Comments: CoBank stated that FCA should amend Sec. 618.8330(b) to
permit disclosure of confidential borrower documents upon the issuance
of an administrative subpoena with the proviso that the FCS institution
may insist on a judge's order if there is reason to believe that the
request is inappropriate under the circumstances. AgFirst stated that
the current process related to the production of documents during civil
litigation creates unnecessary burdens of time and expense for an
association, while affording no additional protection to the borrower.
The FCC stated that in regard to the provisions of the regulations on
confidentiality of borrower information, the Agency should revisit the
requirements as they relate to issuing subpoenas.

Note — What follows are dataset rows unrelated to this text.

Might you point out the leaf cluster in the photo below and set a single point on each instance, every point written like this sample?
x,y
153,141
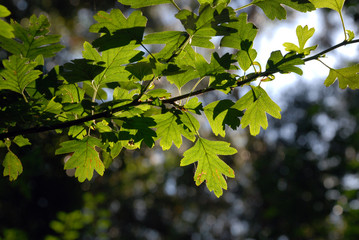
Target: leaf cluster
x,y
110,99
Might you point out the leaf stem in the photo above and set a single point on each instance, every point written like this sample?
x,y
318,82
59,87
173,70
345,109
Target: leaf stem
x,y
243,7
342,20
194,87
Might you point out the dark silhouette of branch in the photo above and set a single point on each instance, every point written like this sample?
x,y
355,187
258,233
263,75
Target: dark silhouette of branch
x,y
109,113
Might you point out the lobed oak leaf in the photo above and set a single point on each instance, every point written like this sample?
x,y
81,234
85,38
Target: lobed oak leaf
x,y
210,167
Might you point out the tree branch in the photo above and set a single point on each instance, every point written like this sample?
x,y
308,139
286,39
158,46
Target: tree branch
x,y
109,113
316,56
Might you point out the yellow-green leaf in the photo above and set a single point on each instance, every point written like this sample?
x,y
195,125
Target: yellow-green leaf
x,y
347,77
210,167
336,5
85,158
12,166
258,103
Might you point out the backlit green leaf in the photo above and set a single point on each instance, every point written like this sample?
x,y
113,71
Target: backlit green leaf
x,y
258,103
210,167
336,5
18,73
274,9
221,113
170,129
21,141
6,29
12,166
347,77
119,30
32,40
303,34
85,158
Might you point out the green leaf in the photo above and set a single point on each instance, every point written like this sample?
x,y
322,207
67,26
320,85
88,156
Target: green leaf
x,y
258,103
210,167
274,9
4,12
102,69
21,141
141,127
84,157
173,41
214,2
18,73
303,35
6,29
336,5
284,64
33,40
243,36
347,77
70,93
170,129
12,166
143,3
119,30
246,58
350,35
156,93
221,113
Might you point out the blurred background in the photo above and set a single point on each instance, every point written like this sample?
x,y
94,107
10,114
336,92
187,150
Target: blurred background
x,y
297,180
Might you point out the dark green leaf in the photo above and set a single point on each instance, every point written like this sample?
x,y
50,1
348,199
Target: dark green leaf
x,y
18,73
170,129
258,103
33,40
84,157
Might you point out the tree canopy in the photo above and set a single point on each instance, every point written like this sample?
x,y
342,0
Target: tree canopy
x,y
111,98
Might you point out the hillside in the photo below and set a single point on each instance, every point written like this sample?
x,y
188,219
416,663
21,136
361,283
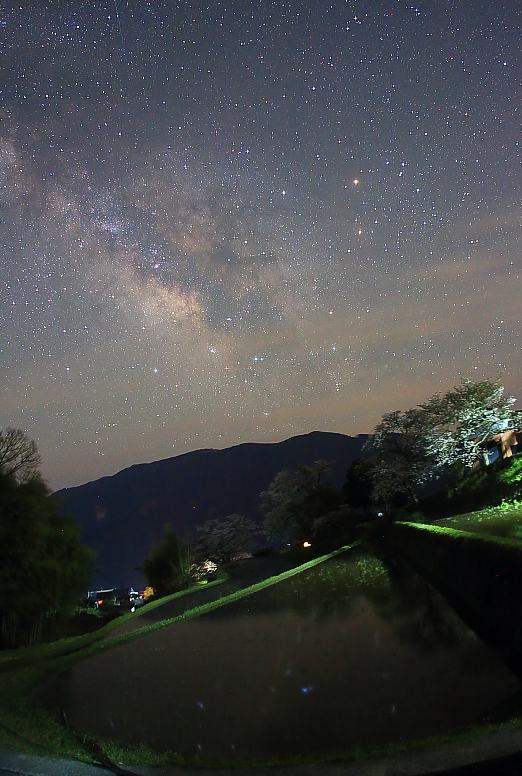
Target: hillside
x,y
121,516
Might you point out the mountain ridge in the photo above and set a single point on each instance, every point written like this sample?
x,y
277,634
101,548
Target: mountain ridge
x,y
123,514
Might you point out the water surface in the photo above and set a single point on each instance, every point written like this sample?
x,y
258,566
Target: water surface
x,y
348,654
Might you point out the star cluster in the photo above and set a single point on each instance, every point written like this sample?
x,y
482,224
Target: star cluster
x,y
237,221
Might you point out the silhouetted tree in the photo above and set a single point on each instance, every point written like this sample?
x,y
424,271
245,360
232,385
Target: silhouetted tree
x,y
295,499
167,568
225,539
18,455
43,567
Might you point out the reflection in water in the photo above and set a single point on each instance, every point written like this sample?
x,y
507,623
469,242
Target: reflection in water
x,y
348,654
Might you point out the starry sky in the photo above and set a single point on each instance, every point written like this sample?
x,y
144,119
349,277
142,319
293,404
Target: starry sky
x,y
239,220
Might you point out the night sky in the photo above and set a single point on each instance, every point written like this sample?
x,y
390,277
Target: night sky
x,y
225,222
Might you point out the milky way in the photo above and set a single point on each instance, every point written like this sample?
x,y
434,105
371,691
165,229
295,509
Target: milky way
x,y
237,221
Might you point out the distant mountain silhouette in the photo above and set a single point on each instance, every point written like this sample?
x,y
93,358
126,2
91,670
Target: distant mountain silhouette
x,y
123,515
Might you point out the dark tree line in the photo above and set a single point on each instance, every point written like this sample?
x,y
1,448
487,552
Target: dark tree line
x,y
44,569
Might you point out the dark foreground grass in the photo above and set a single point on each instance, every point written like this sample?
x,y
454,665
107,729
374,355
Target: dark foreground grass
x,y
28,728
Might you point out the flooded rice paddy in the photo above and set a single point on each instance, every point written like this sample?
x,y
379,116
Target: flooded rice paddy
x,y
348,655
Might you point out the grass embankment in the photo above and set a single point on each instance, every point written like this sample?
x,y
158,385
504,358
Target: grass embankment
x,y
504,521
27,728
481,575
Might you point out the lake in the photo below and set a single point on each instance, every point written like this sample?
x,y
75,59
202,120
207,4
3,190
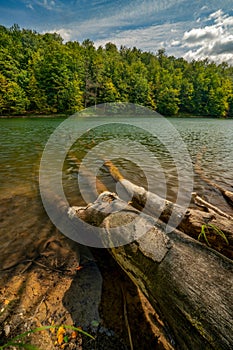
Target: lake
x,y
136,149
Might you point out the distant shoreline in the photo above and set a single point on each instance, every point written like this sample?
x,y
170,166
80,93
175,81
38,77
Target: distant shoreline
x,y
34,116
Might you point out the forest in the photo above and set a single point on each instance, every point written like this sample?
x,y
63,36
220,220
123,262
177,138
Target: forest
x,y
40,74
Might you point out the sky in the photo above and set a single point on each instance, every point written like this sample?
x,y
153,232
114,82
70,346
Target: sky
x,y
190,29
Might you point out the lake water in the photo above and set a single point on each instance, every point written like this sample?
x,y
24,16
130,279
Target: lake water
x,y
137,150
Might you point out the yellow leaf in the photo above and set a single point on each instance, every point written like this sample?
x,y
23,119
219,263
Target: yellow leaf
x,y
60,335
52,329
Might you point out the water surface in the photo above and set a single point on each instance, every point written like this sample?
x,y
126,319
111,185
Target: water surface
x,y
22,141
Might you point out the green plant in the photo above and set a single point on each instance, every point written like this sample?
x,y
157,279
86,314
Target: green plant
x,y
216,230
13,342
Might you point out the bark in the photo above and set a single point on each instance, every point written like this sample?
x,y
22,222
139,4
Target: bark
x,y
189,221
189,284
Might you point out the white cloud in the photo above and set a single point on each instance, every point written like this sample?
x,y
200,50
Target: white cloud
x,y
213,41
46,4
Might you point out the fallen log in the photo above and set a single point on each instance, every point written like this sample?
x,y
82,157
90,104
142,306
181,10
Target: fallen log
x,y
191,221
188,284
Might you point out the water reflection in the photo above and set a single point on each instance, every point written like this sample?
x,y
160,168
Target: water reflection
x,y
22,142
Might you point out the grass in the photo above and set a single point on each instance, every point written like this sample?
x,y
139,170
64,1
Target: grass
x,y
22,345
205,229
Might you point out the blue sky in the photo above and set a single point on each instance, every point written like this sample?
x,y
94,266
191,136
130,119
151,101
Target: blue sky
x,y
191,29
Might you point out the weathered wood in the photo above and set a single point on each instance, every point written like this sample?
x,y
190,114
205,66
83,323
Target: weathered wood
x,y
189,221
189,284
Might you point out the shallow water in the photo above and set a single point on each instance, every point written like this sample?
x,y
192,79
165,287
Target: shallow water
x,y
147,153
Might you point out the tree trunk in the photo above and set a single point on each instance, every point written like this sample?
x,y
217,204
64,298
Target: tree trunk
x,y
190,221
188,284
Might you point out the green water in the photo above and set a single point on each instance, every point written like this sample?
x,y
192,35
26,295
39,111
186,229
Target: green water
x,y
22,141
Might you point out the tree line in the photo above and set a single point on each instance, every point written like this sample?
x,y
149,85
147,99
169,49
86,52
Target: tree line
x,y
41,74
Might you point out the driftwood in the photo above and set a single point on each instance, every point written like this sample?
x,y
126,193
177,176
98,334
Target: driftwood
x,y
189,221
189,284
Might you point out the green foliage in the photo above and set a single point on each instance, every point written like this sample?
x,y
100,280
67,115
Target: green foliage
x,y
41,74
16,341
215,230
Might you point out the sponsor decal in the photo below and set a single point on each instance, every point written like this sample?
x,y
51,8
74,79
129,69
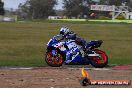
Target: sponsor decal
x,y
85,80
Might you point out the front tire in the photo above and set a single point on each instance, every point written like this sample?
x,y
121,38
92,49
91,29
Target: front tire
x,y
54,61
99,62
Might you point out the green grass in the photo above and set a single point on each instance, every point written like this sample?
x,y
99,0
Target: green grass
x,y
24,44
91,21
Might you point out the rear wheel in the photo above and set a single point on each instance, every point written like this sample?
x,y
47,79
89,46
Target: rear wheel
x,y
101,61
54,60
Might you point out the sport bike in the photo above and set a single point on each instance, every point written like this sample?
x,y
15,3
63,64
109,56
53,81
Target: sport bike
x,y
70,52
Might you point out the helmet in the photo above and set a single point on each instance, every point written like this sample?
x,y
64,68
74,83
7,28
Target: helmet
x,y
64,31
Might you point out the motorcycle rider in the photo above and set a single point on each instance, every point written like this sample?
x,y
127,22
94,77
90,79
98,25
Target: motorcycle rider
x,y
67,34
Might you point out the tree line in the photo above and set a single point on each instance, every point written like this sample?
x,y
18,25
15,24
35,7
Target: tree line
x,y
37,9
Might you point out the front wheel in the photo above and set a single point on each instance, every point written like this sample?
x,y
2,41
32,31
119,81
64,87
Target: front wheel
x,y
101,61
54,60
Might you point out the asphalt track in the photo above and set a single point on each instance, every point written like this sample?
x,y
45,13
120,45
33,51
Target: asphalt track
x,y
66,76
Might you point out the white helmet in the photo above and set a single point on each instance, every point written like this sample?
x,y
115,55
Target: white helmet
x,y
64,31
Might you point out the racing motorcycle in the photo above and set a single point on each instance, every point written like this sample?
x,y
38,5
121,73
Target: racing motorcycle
x,y
69,52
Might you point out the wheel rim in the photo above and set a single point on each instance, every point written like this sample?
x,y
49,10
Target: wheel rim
x,y
55,60
102,59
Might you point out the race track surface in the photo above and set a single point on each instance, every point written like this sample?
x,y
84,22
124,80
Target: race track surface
x,y
63,77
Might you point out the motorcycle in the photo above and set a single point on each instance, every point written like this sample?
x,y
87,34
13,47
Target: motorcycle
x,y
69,52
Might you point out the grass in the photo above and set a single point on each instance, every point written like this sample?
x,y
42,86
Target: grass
x,y
24,43
91,21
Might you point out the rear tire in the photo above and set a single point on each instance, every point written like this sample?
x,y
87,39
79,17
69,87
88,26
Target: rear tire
x,y
96,61
54,61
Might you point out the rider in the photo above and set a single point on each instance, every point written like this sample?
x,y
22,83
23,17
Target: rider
x,y
67,34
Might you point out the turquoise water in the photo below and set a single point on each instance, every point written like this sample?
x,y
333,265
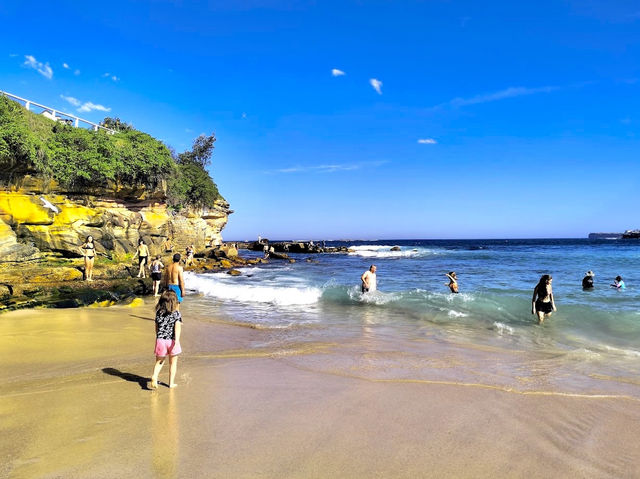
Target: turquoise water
x,y
591,344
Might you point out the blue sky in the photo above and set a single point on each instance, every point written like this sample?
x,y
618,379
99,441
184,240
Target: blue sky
x,y
527,111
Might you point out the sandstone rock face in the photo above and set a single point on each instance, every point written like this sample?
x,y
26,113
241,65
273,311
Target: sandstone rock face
x,y
37,218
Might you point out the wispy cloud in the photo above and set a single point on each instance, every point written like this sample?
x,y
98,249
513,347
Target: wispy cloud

FCA Response: On August 9, 1999, the FCA published a direct final
rule at 64 FR 43046 that allowed a bank or association that is a party
to litigation with a borrower to disclose confidential information, and
required that if the government, bank or association is not a party to
litigation, confidential documents or testimony may be produced only
under the lawful order of a court. We believe that this requirement is
necessary to protect confidentiality of borrower information because
only the judge can impartially decide whether the litigant needs the
information in the institution's possession. Therefore, we do not
believe this request warrants any change to our regulations at this
time.
H. Disclosure to Shareholders
Comment: The FCC stated that the FCA's regulations that allow
associations the option of disclosing information regarding
compensation of senior officers in either the annual report or in the
annual meeting information statement should be reviewed because System
banks should have the similar ability to disclose that information in
some other manner to their stockholders.
FCA Response: The FCA is currently conducting a review of
compensation, retirement programs, and related benefits to consider
changes addressing disclosure and compliance requirements for executive
compensation, pension, and other benefit programs in the FCS. This
comment will be considered in the course of that review.

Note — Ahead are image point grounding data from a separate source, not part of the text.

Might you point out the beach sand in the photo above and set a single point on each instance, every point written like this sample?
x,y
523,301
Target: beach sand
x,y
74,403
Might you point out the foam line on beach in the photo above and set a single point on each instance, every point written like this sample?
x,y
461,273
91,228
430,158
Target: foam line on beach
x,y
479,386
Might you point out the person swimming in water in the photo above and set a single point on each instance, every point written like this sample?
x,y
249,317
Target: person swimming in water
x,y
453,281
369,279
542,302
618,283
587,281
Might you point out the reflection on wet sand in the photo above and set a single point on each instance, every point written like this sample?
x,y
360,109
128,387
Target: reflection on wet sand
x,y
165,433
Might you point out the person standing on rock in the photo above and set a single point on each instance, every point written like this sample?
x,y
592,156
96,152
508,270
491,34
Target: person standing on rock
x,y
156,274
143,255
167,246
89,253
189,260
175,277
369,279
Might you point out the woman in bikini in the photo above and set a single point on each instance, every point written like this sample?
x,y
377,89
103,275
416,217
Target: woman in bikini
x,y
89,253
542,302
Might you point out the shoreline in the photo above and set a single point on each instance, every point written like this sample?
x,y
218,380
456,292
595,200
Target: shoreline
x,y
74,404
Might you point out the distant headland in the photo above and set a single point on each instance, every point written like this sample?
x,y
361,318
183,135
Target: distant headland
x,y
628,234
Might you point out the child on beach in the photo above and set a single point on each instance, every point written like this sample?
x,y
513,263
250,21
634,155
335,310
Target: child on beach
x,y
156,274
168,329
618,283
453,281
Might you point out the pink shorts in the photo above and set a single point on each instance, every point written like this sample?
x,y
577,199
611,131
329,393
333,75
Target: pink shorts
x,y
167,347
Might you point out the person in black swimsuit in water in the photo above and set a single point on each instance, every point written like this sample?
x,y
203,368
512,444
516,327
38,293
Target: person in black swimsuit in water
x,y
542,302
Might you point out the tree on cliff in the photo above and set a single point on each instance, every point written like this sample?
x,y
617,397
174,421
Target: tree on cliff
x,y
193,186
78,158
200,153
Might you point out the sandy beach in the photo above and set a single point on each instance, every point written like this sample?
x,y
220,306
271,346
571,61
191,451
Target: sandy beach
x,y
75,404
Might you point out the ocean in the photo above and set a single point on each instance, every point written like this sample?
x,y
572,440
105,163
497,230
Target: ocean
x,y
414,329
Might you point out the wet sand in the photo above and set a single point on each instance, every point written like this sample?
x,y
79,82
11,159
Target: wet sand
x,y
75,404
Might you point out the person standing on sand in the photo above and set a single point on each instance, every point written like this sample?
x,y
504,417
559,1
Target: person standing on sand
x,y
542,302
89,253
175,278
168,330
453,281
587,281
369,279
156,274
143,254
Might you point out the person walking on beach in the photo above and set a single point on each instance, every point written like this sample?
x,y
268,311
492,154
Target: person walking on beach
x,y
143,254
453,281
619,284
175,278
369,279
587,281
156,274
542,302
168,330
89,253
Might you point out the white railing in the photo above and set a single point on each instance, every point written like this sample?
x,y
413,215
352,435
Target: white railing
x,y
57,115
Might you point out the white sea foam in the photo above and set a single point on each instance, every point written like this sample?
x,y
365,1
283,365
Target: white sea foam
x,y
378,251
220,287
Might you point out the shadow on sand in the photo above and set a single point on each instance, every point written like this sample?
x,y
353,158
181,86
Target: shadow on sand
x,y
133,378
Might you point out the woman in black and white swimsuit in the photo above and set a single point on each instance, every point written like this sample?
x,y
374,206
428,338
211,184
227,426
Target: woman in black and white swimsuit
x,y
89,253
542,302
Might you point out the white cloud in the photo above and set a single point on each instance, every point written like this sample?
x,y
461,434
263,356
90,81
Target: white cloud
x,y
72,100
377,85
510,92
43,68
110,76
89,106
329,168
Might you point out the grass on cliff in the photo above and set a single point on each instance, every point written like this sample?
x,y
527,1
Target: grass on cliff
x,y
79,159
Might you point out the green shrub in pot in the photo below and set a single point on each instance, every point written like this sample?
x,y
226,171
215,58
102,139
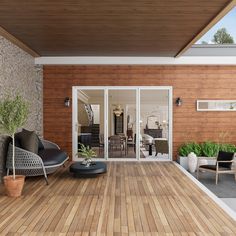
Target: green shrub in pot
x,y
210,149
227,147
186,148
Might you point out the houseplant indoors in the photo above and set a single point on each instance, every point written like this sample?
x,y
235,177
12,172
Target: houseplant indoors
x,y
87,153
13,115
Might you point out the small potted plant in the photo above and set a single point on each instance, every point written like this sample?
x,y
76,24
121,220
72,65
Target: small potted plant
x,y
87,153
13,115
185,150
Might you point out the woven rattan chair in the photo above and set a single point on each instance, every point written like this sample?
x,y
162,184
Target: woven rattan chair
x,y
223,165
30,164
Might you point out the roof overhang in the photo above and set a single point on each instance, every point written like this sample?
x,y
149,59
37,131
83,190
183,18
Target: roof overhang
x,y
184,60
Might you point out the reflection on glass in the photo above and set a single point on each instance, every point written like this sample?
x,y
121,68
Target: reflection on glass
x,y
91,120
154,120
216,105
121,125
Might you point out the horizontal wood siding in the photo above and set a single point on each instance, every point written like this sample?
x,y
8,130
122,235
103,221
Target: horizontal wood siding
x,y
189,82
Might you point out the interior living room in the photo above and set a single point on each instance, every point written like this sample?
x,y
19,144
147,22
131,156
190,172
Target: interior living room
x,y
121,123
117,118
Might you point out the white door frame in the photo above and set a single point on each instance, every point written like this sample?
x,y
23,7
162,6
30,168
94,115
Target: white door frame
x,y
106,89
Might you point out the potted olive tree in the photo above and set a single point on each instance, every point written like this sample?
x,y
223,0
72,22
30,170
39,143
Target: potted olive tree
x,y
13,115
87,153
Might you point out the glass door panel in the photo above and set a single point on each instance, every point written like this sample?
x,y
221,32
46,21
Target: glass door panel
x,y
154,124
121,123
91,120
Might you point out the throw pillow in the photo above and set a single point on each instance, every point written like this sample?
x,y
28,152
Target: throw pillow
x,y
29,141
40,144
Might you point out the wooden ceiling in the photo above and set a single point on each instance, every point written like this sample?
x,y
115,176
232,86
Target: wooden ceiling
x,y
107,27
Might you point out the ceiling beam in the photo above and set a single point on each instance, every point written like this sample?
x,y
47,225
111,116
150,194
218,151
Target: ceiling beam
x,y
184,60
17,42
215,20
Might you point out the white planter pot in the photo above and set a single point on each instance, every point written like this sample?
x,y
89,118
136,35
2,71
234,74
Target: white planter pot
x,y
183,161
192,162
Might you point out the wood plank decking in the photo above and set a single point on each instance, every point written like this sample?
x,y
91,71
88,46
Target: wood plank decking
x,y
147,199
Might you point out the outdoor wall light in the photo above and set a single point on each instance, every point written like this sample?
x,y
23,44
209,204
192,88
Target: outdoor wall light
x,y
178,101
67,102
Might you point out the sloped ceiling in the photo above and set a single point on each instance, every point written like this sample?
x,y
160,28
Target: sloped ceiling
x,y
107,27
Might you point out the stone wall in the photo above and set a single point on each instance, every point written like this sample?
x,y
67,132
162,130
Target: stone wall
x,y
18,74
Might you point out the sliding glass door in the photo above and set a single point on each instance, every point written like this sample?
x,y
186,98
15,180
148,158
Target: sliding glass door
x,y
90,110
124,123
121,123
154,124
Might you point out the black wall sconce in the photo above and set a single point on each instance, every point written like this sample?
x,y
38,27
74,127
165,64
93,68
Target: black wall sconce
x,y
67,102
178,101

I. Conservators, Receivers, and Voluntary Liquidations
Comments: AgriBank stated that Sec. 627.2710(b) prohibits a
funding bank from enforcing the terms of its general financing
agreement (GFA) upon a default by an association without the prior
approval of the FCA. AgriBank commented that this is an unwarranted
infringement on the bank-association contractual relationship that
places the bank in the precarious position of entering into a lending
relationship with an association without the ability to collect the
indebtedness due absent the approval of a third-party regulator.

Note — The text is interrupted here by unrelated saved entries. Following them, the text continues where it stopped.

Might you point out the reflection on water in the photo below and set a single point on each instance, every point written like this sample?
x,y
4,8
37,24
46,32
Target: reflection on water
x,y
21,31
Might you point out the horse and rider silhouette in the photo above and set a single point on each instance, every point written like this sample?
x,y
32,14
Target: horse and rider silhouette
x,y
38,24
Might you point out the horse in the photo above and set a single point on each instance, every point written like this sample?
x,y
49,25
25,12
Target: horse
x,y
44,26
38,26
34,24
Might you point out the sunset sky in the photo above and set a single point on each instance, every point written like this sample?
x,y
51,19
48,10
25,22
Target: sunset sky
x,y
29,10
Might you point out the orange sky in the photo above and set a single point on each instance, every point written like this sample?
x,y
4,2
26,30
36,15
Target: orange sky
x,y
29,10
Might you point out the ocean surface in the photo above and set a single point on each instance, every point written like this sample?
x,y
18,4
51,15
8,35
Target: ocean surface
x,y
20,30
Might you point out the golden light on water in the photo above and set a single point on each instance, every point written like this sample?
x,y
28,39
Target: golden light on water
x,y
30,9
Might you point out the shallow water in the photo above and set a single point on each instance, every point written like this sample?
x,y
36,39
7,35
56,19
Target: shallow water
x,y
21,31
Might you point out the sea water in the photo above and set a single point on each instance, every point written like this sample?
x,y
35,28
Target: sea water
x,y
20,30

FCA Response: This regulation does not prevent or prohibit a
funding bank from enforcing the terms of its GFA. The regulation does,
however, provide that one of the grounds for appointment of a receiver
or conservator is a default by the association on one or more terms of
its GFA with its affiliated bank if the FCA determines the default to
be material. As we stated in our July 22, 1998, rulemaking, the FCA,
not the bank or the association, has the statutory authority for
determining the grounds for appointing a conservator or receiver. See
63 FR 39219. We cannot delegate that authority to a funding bank, and
we will be the authority that determines whether a default of the GFA
is materially sufficient to warrant appointment of a conservator or
receiver. Due to the significance of a material default of the GFA to
an association's financial condition and ability to continue
operations, we believe that this is a material safety issue. Thus, we
are not proposing any changes to our regulations at this time.
III. Future Efforts To Reduce Regulatory Burden on FCS Institutions
As noted above, we will consider remaining regulatory burden issues
raised during the comment period in separate regulatory projects. We
will continue our efforts to remove regulatory burden. However, we will
maintain those regulations that are necessary to implement the Act and
that are critical for the safety and soundness of the System.
Dated: October 20, 2009.
Roland E. Smith,
Secretary, Farm Credit Administration Board.